How Many Times Must the East Bay (and Rhode Islanders) Play the Fool?

The first important take-away of the Providence Journal article in today’s edition about a late-night attack on the Sakonnet River Bridge toll-collection system is the milestone that it represents.  Rhode Island’s government is now engendering such hopelessness and distrust of the system that people are resorting to criminal activity to push back against it.

The more important take-away, however, comes from this line, printed as straight news:

After eliminating the higher toll, lawmakers learned that failing to institute tolls now would bar them from ever doing so in the future, so the temporary 10-cent toll was ordered, to begin Monday and to expire in April.

That sentence is pants-on-fire false, and it illustrates the complicity of the Providence Journal — and the whole civic system of the state — in the condition to which we continue to sink.
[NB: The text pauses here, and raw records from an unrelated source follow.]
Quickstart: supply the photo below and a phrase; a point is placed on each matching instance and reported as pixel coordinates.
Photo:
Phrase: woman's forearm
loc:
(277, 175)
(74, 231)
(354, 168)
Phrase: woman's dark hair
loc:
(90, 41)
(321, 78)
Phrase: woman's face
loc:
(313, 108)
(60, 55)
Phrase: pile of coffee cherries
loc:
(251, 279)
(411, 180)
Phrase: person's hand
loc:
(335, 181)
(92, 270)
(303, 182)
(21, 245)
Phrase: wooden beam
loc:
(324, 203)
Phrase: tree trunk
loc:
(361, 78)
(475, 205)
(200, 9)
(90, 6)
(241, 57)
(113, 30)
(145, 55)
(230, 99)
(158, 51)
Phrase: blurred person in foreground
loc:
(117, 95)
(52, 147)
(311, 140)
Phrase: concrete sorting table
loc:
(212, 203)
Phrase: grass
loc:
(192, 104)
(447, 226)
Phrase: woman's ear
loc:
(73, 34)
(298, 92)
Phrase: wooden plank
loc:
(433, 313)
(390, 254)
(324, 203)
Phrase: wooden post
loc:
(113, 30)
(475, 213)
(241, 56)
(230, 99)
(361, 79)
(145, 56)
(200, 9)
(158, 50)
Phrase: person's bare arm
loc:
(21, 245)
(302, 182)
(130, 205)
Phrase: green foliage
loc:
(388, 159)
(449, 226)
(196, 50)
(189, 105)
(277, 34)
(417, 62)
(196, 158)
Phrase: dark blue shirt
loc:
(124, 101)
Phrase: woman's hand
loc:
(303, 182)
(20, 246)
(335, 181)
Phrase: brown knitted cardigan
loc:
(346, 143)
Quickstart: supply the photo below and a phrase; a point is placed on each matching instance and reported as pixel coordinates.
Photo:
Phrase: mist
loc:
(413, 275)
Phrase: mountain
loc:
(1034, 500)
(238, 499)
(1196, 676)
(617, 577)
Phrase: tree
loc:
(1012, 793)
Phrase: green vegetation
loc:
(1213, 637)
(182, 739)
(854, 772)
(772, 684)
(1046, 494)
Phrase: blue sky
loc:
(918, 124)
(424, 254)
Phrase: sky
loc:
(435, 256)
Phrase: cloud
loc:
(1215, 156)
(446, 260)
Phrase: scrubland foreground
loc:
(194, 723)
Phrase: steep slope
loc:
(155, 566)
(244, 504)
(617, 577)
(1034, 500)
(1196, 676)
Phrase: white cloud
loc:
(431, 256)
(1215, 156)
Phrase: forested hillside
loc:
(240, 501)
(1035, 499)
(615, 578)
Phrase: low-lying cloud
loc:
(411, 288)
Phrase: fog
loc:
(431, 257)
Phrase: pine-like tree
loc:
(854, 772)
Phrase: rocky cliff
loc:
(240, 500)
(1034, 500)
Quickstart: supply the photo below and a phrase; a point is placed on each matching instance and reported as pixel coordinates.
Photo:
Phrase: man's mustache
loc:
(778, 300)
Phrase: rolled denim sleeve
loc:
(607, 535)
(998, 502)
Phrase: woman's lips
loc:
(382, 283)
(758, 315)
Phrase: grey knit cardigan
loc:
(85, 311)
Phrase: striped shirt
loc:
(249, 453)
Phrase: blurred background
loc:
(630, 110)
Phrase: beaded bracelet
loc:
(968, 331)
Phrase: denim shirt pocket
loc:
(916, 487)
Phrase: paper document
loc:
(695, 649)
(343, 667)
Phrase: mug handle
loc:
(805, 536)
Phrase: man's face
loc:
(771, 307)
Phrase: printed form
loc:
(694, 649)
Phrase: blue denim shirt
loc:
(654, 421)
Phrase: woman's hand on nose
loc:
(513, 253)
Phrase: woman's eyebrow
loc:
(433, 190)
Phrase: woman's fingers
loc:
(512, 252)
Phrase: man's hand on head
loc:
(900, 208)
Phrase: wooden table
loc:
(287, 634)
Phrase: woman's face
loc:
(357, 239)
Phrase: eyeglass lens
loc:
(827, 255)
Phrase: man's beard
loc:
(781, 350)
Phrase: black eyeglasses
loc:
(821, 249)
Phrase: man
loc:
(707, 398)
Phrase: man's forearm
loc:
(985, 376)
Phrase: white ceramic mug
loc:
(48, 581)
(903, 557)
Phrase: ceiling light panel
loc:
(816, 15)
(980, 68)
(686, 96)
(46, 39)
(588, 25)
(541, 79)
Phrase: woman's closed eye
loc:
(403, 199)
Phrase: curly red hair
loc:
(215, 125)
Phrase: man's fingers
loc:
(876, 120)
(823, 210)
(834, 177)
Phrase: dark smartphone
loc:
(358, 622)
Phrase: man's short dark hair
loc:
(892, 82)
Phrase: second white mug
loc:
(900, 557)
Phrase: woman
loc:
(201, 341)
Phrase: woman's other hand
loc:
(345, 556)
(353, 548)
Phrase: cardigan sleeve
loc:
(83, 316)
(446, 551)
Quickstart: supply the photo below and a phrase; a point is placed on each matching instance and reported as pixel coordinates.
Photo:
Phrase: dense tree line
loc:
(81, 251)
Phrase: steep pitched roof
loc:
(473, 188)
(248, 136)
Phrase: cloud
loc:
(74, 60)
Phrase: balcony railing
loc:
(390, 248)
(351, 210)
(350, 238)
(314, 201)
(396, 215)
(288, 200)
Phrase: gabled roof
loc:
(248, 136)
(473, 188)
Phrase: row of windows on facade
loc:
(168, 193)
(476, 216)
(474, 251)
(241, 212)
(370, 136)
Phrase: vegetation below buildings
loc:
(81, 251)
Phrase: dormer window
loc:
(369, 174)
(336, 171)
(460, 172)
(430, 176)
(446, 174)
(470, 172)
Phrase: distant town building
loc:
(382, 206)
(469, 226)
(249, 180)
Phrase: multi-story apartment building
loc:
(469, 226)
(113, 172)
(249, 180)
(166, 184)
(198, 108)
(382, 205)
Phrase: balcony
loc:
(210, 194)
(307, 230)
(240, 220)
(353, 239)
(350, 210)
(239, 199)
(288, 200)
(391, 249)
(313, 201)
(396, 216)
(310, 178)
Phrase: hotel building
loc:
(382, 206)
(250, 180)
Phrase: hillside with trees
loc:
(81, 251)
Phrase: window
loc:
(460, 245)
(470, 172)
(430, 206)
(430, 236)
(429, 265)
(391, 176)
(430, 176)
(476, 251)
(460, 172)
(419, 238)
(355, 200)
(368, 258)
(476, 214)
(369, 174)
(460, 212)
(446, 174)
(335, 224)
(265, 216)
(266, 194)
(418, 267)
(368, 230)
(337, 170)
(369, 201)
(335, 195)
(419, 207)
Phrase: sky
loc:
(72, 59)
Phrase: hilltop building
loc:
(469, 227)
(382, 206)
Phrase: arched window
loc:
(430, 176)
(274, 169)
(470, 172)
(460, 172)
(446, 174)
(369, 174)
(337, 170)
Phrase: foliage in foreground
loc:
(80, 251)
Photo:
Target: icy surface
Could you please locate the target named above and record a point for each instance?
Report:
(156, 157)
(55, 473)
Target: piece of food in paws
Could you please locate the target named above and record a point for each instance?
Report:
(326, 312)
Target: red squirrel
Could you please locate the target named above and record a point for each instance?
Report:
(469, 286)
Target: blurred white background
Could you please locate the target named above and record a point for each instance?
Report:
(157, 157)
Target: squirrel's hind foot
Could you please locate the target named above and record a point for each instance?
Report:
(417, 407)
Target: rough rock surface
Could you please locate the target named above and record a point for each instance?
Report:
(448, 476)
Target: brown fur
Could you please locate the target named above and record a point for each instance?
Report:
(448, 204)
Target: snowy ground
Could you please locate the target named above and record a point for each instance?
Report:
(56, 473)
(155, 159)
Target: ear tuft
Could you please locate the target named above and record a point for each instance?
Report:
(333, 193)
First, “lawmakers” didn’t “eliminate” the toll; they delayed it until February of next year.  Second, they didn’t learn about the tolling deadline “after” voting on the delay.  That bit of information was floating around the House floor the night before they took the matter up.  More significantly, the subject came up during the discussion about the toll.  As I explained in early July, it appeared to be conspicuously hushed up, that night.  Very conspicuously.

Arguably more egregious, though, is reporter Paul Edward Parker’s statement that “the temporary 10-cent toll [will] expire in April.”  This is the key language of the legislation that the General Assembly passed and Governor Chafee signed:

Provided, however, until April 1, 2014, the toll imposed on the Sakonnet River Bridge shall not exceed ten cents ($0.10).

The toll (which had only been delayed, not eliminated) doesn’t expire in April.  The 10-cent limit on the toll expires in April. In other words, the legislators dramatically reduced the delay that they’d just implemented, but gave motorists a nine-month reprieve from their full impact.

The Journal’s phrasing is so inaccurate as to be misleading, and those wondering how Rhode Islanders could allow their state to become what it’s become must question how much more difficult it makes it for our democracy to correct its course when the state’s news media perpetuates (at best) the government’s misleading spin. If the news media is going to claim an important role in the support of representative democracy (as it should), it must challenge the powerful, not aid in misleading people who increasingly feel powerless within the system.

With regard to the tolls: Fool the East Bay once (2012), shame on legislative leaders and the governor; fool the East Bay twice (2013), shame on rank and file legislators; fool the East Bay a third time (2014), shame on the entire state.

By the way, there’s a protest scheduled for 5:00 p.m. this evening on the bike path that runs along the bridge.